Yeah. We'll start with typically a pretty low dose, single ascending dose, just to kind of. What's important with the healthy volunteer is to not overshoot serum calcium levels too high, so we'll start low and sort of ramp our way up. As we start to go up on the single ascending dose, we'll then switch over and start doing multiple ascending doses based on the half-life that we see with the single ascending dose. Our thoughts initially are that the MAD portion of the trial will probably have dosing in the range of either seven- 10 days. It's really hard for a healthy volunteer to do much longer than that.

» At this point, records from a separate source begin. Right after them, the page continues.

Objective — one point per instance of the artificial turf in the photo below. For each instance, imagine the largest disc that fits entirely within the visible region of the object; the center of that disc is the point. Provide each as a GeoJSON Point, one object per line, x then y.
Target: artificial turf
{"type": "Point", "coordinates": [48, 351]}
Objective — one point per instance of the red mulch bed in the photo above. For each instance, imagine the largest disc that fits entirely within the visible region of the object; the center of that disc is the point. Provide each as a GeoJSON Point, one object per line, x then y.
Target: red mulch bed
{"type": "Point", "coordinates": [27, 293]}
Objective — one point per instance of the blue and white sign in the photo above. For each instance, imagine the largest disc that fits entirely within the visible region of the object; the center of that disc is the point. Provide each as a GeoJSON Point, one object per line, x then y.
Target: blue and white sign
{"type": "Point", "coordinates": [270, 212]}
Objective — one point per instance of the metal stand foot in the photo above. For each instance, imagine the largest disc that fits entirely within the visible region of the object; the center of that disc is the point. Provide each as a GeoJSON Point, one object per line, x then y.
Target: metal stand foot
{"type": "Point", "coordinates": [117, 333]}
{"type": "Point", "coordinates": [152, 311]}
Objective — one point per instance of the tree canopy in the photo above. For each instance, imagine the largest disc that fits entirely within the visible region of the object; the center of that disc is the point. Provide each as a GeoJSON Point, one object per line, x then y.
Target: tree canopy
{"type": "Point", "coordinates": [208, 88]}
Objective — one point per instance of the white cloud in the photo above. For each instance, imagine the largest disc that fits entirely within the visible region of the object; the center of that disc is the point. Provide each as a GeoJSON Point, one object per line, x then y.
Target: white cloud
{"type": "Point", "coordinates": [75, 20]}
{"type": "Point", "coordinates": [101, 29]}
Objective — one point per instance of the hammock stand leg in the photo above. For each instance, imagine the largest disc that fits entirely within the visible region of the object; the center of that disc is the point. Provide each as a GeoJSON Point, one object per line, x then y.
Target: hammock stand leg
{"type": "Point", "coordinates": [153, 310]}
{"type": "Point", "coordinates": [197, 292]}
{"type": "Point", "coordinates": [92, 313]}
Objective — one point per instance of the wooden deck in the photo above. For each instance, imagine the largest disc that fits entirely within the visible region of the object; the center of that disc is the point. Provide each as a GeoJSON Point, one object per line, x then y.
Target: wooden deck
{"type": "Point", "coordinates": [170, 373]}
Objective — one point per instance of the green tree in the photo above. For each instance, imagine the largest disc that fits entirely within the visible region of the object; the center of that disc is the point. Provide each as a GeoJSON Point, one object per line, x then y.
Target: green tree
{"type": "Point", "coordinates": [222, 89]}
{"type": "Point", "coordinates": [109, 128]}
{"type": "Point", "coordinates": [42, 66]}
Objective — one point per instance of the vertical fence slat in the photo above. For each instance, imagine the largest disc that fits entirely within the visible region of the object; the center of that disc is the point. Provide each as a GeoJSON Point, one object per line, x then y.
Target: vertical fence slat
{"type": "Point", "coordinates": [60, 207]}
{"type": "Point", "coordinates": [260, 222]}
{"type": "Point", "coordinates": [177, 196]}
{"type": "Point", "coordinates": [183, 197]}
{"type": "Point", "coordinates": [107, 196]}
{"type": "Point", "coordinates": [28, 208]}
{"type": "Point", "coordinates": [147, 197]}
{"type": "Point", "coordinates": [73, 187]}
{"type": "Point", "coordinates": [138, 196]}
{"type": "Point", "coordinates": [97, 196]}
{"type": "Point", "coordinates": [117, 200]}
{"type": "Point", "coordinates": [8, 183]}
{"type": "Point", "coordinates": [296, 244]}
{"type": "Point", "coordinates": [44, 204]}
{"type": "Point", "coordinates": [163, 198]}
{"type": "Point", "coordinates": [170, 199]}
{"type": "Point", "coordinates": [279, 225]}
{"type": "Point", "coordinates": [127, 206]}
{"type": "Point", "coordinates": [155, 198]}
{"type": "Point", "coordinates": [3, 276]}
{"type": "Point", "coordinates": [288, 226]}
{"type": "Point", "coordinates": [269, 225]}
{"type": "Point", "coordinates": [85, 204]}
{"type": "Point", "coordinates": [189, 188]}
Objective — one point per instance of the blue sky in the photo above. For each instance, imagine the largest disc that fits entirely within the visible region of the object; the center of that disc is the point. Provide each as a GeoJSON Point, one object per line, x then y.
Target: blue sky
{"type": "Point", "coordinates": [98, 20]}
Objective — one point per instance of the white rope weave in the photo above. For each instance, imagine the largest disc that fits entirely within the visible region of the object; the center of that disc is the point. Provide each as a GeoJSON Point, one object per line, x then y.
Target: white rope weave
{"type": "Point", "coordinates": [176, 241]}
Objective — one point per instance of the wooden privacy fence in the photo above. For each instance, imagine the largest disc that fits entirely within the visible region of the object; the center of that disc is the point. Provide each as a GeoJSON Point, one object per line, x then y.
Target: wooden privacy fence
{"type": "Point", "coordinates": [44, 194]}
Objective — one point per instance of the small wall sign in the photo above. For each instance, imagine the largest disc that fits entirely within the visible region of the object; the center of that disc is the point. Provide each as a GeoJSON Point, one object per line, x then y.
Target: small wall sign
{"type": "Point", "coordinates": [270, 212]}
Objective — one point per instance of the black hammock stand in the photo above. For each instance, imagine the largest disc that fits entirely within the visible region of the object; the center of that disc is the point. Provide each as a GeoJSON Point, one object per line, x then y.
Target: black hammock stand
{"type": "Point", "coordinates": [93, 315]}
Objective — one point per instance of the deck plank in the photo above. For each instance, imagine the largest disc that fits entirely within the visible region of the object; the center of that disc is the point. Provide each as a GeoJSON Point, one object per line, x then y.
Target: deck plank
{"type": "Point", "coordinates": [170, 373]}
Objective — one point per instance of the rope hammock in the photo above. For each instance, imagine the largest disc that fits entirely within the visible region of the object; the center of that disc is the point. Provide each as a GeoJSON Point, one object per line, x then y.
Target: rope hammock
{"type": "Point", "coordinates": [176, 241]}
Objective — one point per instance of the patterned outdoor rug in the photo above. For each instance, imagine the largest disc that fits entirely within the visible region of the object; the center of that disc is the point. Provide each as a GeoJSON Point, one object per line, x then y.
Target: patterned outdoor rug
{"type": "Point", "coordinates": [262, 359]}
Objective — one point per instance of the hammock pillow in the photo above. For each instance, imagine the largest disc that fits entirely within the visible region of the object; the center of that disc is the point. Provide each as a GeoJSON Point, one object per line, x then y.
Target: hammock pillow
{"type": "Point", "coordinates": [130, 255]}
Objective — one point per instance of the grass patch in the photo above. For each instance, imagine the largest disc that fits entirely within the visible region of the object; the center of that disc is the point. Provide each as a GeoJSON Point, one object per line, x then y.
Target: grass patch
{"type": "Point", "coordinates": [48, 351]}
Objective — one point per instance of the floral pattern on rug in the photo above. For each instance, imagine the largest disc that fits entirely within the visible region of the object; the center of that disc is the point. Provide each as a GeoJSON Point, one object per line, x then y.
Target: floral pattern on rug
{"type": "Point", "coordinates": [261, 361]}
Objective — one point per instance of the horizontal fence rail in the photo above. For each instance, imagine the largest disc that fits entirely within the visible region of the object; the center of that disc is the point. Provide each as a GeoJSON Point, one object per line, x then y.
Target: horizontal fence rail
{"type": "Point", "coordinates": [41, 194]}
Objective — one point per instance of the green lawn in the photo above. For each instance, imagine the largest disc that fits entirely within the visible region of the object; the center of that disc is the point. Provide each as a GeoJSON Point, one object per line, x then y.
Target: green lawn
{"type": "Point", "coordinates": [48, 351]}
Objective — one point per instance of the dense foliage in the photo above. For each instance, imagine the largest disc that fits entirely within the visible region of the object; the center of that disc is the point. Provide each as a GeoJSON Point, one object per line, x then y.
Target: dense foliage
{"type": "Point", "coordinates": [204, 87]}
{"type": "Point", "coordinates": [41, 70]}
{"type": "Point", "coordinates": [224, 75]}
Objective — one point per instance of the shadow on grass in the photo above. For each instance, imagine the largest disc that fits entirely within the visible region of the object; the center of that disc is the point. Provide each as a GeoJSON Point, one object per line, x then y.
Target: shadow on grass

The idea is that hopefully as we get up in the dose range, we'll start to first see decreases in endogenous PTH levels. We'll probably see that before we start to see calcium increases, but the hope would be to subsequently get to a dose where we see calcium increases that are meaningful for patients.

Yaron Werber
Managing Director and Senior Biotechnology Analyst, TD Cowen

A phase II is usually a 12-week study?

Jeffrey Finer
CEO, Septerna

phase II is a little more complicated. phase II, each patient needs to be dosed, dose titrated. There's a starting dose typically, and then dosing for a couple of days to see what happens. You then try to titrate those individuals off of their calcium and vitamin D supplements. Depending on where you get with that, you may or may not change the dose level. There's dose increments that will probably change at some frequency. We haven't figured out exactly the right sequence of that. We'd probably titrate at every week or two to a different dose level to try to establish ideally independence of calcium and vitamin D supplements.

Yaron Werber
Managing Director and Senior Biotechnology Analyst, TD Cowen

You know, ultimately in phase II, as you titrate, do you need to monitor? Do you need to monitor usually for a fixed duration of time?

Jeffrey Finer
CEO, Septerna

Yeah. No, I mean, we will definitely have to monitor calcium levels for sure, with some frequency just to, as we establish this drug. You know, once we're fully established, that monitoring can decrease in frequency.

Yaron Werber
Managing Director and Senior Biotechnology Analyst, TD Cowen

Any more questions?

Jeroen Verheijen
VP and Head of Drug Discovery, Septerna

Just looking at the Yorvipath's label, this titration schedule that they have, seems, you know, a little bit complicated. Then there's warnings and precautions associated with hypo- or hypercalcemia. Would you expect to, you know, maybe talk a little bit about what kind of titration schedule you would kind of predict if you have a sense and about warnings and precautions?

Jeffrey Finer
CEO, Septerna

Yeah, great question there. I would think about it. Our titration schedule will probably be somewhat similar. Yorvipath's functional half-life's about every 60 hours. We'll have to see where our projected human half-life is kind of brackets that same range. Depends on where we end up. We think anything greater than about 20 hours will be fine with once daily dosing. The shorter that half-life is, probably the faster we can titrate. If we end up in the range that, the same range as Yorvipath, it'll be probably somewhat similar in terms of a titration scheme.

Our hope is that we'll be able to have tight control and ideally not get too many patients into either the hypercalcemia range or the hypocalcemia range. These are all things that we'll work out in phase II and phase III.